Lana, who has already released a cover of Take Me Home, Country Roads and performed Stand By Your Man live, has confirmed it will be “a classic country, American, southern Gothic production”.
She also says the new songs won’t be “a radical departure” from 2023’s critically acclaimed chart-topper Did You Know There’s A Tunnel Under Ocean Blvd. The first taste, the title track, is a haunting and achingly tender collaboration with Post Malone.
Ed Sheeran has just released +-=÷× (TOUR COLLECTION), with 25 of his biggest-selling songs recorded live, plus “exclusive memos” from the singer on the CD and vinyl versions.
But Ed has also finished a new studio album which will see him return to “big pop” after the relatively glum Autumn Variations and – (subtract).
We can expect new releases from Sam Fender in February – he’s already teased us with the superb People Watching – and The Darkness in March.
And perhaps surprisingly The Cure are threatening to release a companion to last year’s Songs Of A Lost World this summer.

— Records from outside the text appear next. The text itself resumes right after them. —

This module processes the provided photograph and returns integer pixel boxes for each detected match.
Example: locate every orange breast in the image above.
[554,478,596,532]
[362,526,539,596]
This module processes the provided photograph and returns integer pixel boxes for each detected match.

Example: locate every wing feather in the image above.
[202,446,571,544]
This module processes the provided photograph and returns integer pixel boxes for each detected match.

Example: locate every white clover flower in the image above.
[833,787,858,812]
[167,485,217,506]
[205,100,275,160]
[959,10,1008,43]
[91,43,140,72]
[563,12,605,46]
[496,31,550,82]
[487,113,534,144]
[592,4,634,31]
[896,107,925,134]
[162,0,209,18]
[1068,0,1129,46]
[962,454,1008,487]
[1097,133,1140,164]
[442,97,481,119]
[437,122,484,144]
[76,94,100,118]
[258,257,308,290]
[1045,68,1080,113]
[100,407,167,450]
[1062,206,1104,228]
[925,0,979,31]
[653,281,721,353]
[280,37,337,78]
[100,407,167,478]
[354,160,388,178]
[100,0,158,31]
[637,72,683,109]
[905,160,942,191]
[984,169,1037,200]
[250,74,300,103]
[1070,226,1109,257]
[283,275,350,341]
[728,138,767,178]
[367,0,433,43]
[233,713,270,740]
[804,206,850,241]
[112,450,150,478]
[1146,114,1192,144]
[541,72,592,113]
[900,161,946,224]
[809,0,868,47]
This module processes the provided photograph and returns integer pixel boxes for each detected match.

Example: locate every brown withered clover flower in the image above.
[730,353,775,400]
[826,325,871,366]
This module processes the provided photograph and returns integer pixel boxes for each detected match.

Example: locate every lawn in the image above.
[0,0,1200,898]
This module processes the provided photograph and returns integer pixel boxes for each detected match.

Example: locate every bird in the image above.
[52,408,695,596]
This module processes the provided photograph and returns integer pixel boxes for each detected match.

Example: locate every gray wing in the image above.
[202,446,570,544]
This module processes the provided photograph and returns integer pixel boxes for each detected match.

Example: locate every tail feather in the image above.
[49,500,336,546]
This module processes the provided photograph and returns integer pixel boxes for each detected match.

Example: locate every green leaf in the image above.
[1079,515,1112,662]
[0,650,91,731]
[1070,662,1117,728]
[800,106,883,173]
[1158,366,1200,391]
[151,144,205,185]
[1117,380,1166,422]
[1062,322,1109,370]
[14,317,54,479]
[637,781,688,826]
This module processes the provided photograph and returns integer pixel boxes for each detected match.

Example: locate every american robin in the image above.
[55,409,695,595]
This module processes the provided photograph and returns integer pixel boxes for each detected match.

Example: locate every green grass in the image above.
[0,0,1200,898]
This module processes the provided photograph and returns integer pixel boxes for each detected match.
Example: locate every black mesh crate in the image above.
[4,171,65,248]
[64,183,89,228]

Chris Martin says Coldplay will bow out with one last record, and Lady Gaga, Miley Cyrus, Blondie, Morrissey, The Distillers and Stereophonics are also promising albums. And Madonna is said to be working on new music with Stuart Price, the head producer on her 2005 album Confessions On A Dance Floor Let’s hope there’s room for fresh talent to get noticed too.
Don’t miss…
X-Ray Spex. Live At The Roundhouse.
The iconic punk band’s final gig – recorded in 2008, three years before Poly Styrene’s death at 53 – is loud, proud, and bursting with energy. They play their greats – the gloriously defiant Oh Bondage Up Yours! and the slower, strangely bewitching Germ Free Adolescents. Vigorous belters Identity, The Day The World Turned Dayglo and I Am A Poseur still pack a punch.
The Skabratts. Koolest Kat.
Peter Azzopardi’s London-based five-piece specialise in breezy Ska and upbeat pop reggae. It’s impossible to listen to original numbers like Soon You’ll Be Gone and The Vultures Are Coming without smiling. Their music sound doffs its pork pie hat to the 2-Tone years, and is close in feel to the cheery apolitical bounce of Madness and Bad Manners. Ten tracks of sunshine.
Jeff Christie. Here & Now.
Best known for his 1970 hits, the chart-topping global smash Yellow River and the follow-up San Bernardino, the former Christie star now specialises in melodic Americana. ‘On the road to Graceland, dust beneath my wheels,’ he sings on Driving Down To Memphis. Soul-infused Building Bridges is a heart-felt plea for global peace in an ever-grimmer world. Better By Now, about long-term relationships, boasts an instant chorus.